The only reason any improvement is being made is because the independent candidate petition requirements for legislative candidates were held unconstitutional last year. It is disappointing that no further improvements are being made. A legal challenge is likely in the future. Existing Illinois law says independent candidates for US House, and the US House nominees of unqualified parties, need exactly 5,000 signatures in years after redistricting (such as 2002, 2012, etc.). But in all other election years, they need approximately 14,000 signatures. Any US House candidate who submits at least 5,000 valid signatures will have a strong claim that there is no state interest in requiring any more, since the 5,000 requirement works OK in years after redistricting. If the Illinois legislature had any foresight, it would amend the existing law to set a 5,000 cap for candidates for US House.
If the Illinois requirements were un-Constitutional, then Arizona requirements are also, but courts here have ruled consistently against independent voters.

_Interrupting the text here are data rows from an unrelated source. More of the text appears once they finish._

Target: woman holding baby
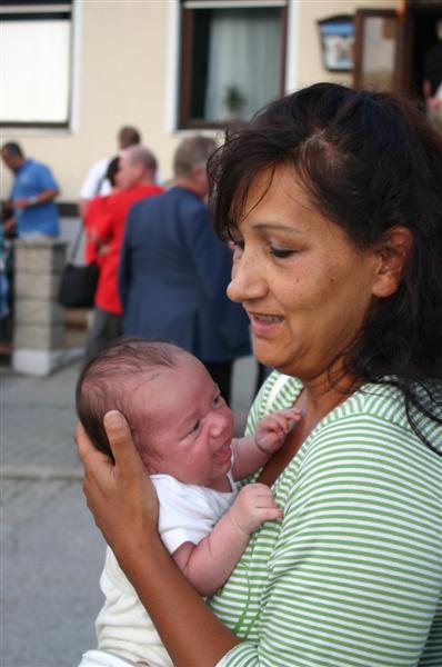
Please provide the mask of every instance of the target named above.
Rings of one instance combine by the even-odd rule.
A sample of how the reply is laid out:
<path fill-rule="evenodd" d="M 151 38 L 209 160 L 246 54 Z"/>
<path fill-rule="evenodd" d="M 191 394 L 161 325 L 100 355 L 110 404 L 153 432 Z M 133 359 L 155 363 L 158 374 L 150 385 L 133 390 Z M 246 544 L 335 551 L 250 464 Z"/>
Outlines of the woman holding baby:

Federal District Court used the argument that since a Democratic frontrunner who dropped out of the Arizona governor race in 1986 and later re-entered it as an independent candidate, using the organization of faction he had generated as a party candidate and his status as a multi-millionaire to pay petition circulators to obtain the 10,000 signature requirement, Arizona signature requirements were fair because a candidate had met them.
Present Illinois law seems to be a contrast with election laws in Illinois when Abraham Lincoln ran for office there. Lincoln ran for office on nothing more than his popularity as a person, since he never had any great amount of wealth in his life. Lincoln’s campaign for the Presidency was financed by $600, all collected and spent at the Republican convention for whiskey and cigars by one of Lincoln’s cousins.

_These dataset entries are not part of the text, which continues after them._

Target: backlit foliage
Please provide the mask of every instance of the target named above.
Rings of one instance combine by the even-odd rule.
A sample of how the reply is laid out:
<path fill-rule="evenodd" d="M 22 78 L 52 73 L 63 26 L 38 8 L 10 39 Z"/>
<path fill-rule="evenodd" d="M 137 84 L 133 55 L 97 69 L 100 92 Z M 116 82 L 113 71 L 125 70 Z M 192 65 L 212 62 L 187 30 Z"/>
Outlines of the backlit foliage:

Independent voters seem to see themselves as a political party that supports billionaires for public office since ordinary people cannot meet the un-Constitutional ballot access requirements that political parties have put in their way.
The remedy for un-Constitutional ballot requirements is independent candidates who register as candidates with their state governments, solicit no contributions, make no expenditures, pay no bribes to the news media, and who point out that people who engage in dishonesty while seeking public office are not likely to suddenly become honest when they are elected.

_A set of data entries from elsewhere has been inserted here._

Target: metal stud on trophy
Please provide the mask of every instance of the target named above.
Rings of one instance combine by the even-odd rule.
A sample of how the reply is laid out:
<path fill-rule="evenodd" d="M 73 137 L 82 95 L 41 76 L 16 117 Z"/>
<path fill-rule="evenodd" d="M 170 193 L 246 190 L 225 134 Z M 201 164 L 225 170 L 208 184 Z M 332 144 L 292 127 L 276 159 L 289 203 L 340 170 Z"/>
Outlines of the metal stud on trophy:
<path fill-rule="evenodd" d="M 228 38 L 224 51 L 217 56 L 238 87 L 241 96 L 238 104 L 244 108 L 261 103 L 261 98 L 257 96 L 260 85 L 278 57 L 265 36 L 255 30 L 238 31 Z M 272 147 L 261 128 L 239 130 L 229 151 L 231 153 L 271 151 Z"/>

The news media is pretty much the cause of un-Constitutional ballot access requirements and has been since 1800, when a political party took over the government. Independent voters who support independent candidates just because they are wealthy are really nothing more than people who are trying to turn independence into another political party. Perhaps that is why they often refer to themselves as a “third party”, as though being in a political party was something to be desired.